16 Mart 2020 tarihinde yayınlanmıştır.
O Kelime-i Tayyibe lisânından câri olarak, "Lâilâheillallah", "Allah Allah" diyerek ölmek var, bir de Azrâil'den kaçmak var. Hangisini istiyorsun?
Hepimizin başına gelecek. Efendiler! Gençler! Yaşlılar! Benimle yaşdaşlar! Bundan kurtuluş yok. Bırakın bu kafayı! Allah'a karşı isyândan bir şey çıkmaz.
Kasadaki paralara sâhib olamazsın, hesâbını senden sorarlar. Vârislerin yer, hesâbı senden sorulur.

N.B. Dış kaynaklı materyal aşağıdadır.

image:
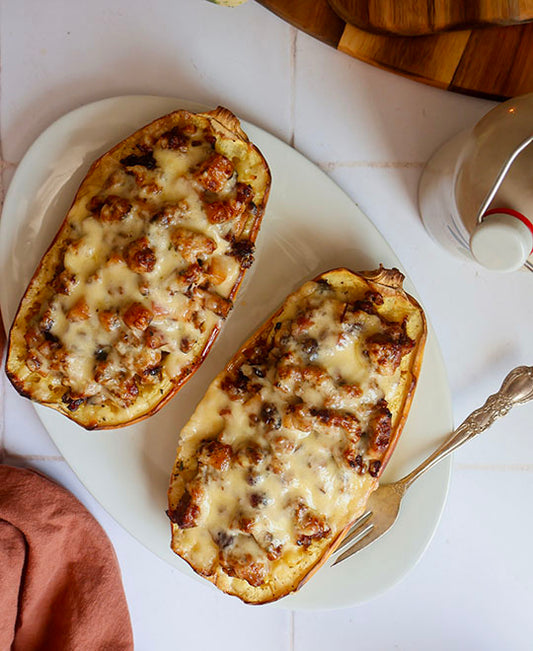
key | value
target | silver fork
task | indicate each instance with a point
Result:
(383, 505)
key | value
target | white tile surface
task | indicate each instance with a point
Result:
(371, 131)
(354, 112)
(59, 55)
(471, 590)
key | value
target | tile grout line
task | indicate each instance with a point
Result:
(2, 334)
(12, 456)
(496, 467)
(292, 101)
(291, 632)
(332, 165)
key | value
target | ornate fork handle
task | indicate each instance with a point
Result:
(516, 389)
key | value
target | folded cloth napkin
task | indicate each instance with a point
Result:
(60, 583)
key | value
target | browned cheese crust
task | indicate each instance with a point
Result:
(289, 441)
(135, 287)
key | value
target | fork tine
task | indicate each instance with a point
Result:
(359, 544)
(356, 531)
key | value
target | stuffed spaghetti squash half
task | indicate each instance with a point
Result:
(134, 289)
(290, 439)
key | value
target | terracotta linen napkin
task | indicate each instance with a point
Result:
(60, 583)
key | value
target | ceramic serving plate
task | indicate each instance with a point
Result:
(310, 226)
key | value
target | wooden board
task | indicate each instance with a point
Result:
(494, 62)
(422, 17)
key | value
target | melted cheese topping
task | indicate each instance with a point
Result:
(147, 272)
(289, 440)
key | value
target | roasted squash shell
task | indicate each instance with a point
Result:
(131, 294)
(290, 439)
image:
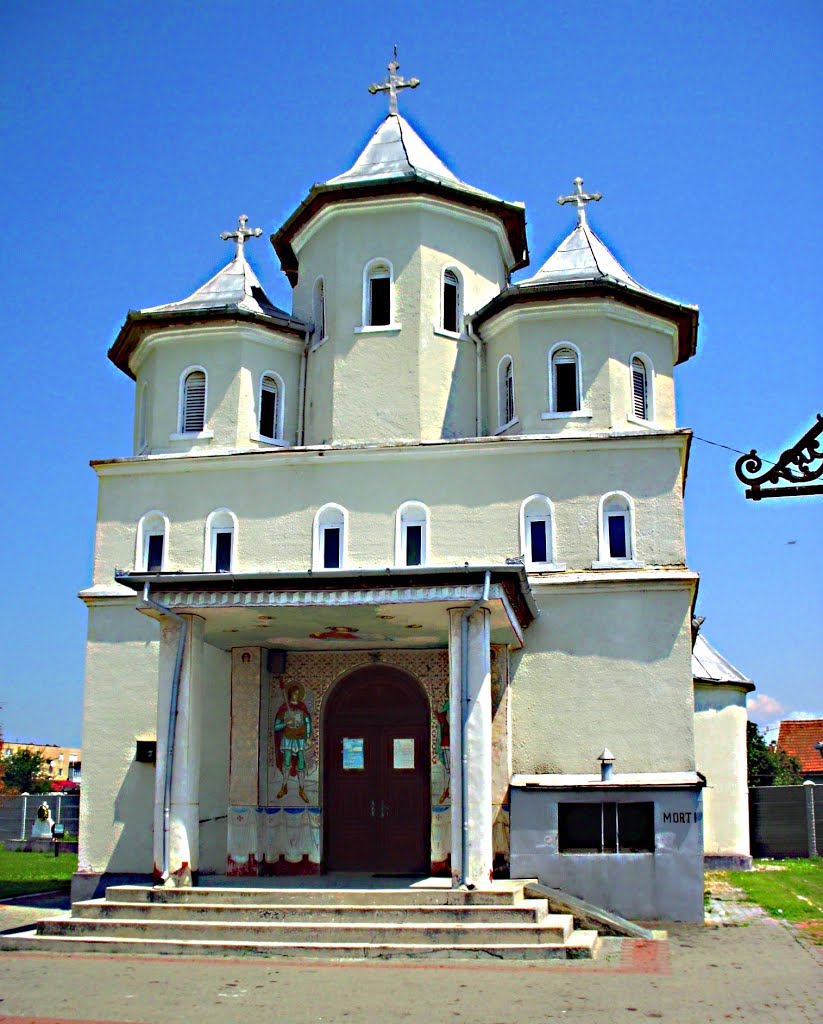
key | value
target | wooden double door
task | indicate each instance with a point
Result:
(377, 803)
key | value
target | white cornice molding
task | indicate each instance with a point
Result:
(208, 333)
(565, 308)
(455, 210)
(206, 460)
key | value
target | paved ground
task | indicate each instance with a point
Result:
(742, 968)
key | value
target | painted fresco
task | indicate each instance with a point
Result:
(284, 834)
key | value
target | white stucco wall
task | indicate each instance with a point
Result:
(720, 736)
(474, 493)
(607, 335)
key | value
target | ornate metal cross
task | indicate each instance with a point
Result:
(579, 198)
(393, 84)
(243, 232)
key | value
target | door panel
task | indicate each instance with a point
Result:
(377, 802)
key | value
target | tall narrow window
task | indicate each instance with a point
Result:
(221, 541)
(412, 535)
(642, 404)
(193, 403)
(506, 402)
(536, 535)
(565, 380)
(616, 528)
(318, 310)
(269, 407)
(378, 294)
(153, 534)
(450, 301)
(329, 544)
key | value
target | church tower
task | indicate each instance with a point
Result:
(386, 260)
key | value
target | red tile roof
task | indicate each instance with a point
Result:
(798, 738)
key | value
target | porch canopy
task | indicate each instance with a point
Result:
(341, 608)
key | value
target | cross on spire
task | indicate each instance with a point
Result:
(393, 84)
(579, 198)
(243, 232)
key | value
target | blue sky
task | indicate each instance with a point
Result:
(134, 133)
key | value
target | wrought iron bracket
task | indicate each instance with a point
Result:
(798, 465)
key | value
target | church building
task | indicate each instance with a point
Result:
(395, 583)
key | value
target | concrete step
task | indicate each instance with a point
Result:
(579, 945)
(505, 894)
(527, 911)
(553, 929)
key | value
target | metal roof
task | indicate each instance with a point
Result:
(395, 151)
(235, 286)
(708, 666)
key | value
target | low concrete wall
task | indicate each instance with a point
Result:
(666, 885)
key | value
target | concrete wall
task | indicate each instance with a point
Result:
(474, 493)
(720, 737)
(666, 885)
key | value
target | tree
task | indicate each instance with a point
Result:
(25, 771)
(767, 765)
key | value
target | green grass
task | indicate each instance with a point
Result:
(794, 892)
(22, 873)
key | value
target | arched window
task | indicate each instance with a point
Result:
(412, 535)
(153, 539)
(642, 387)
(192, 400)
(270, 406)
(616, 528)
(318, 310)
(506, 404)
(378, 297)
(564, 379)
(142, 418)
(537, 532)
(330, 540)
(221, 542)
(451, 301)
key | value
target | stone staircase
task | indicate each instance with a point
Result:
(420, 922)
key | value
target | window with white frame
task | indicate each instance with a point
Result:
(150, 549)
(451, 301)
(642, 376)
(506, 403)
(564, 379)
(536, 532)
(330, 541)
(221, 542)
(192, 401)
(270, 406)
(378, 303)
(616, 528)
(412, 535)
(142, 418)
(318, 310)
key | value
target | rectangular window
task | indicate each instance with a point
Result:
(538, 541)
(331, 548)
(380, 301)
(607, 827)
(154, 559)
(268, 409)
(450, 305)
(566, 387)
(617, 539)
(414, 545)
(222, 551)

İbâdet ve taat sâhibi ol. Sen bakma insan şeytanlarına. Onlara tâbi olma sakın ha! Onlar şeyh sûretinde, hoca sûretinde, hacı sûretinde görünebilirler. "Ne varmış namazda, ne varmış zekâtda. Kalbin temiz olsun, kıçın semiz olsun" filan, sonra yevm-i kıyâmetde bunlar hiç bir fayda vermez.
Kabirden içeriye girer girmez sorulur, "Bu zât hakkındaki malûmatın nedir?". Bu zât, bu zât, kim o zât-ı âlî-kadir, kim biliyor musun? Rahmeten-lil-âlemîn Muhammed Mustafâ. Evvelâ ondan sorarlar. Namazını kılıp, amellerini ihlâs ile yapdınsa bülbüller gibi cevap verirsin, "Nasıl tanımam. Allah'ın mahbûbu, habîbi, Muhammed'i, rahmeten-lil-âlemîn, Muhammed Mustafâ".
İşte Kur`ân O'na nâzil olmuşdu, beş vakit namaz O'nun ümmetine farz olmuşdu, Ramazan orucu O'nun ümmetine farz olmuşdu, Kur`ân O'na nâzil olmuşdu, cennet O'na vaad olunmuşdu, cennet O'nun dostları için hazırlandı, cehennem O'nun düşmanları için hazırlandı. Muhammed Mustafâ, sallallahu aleyhi vesellem.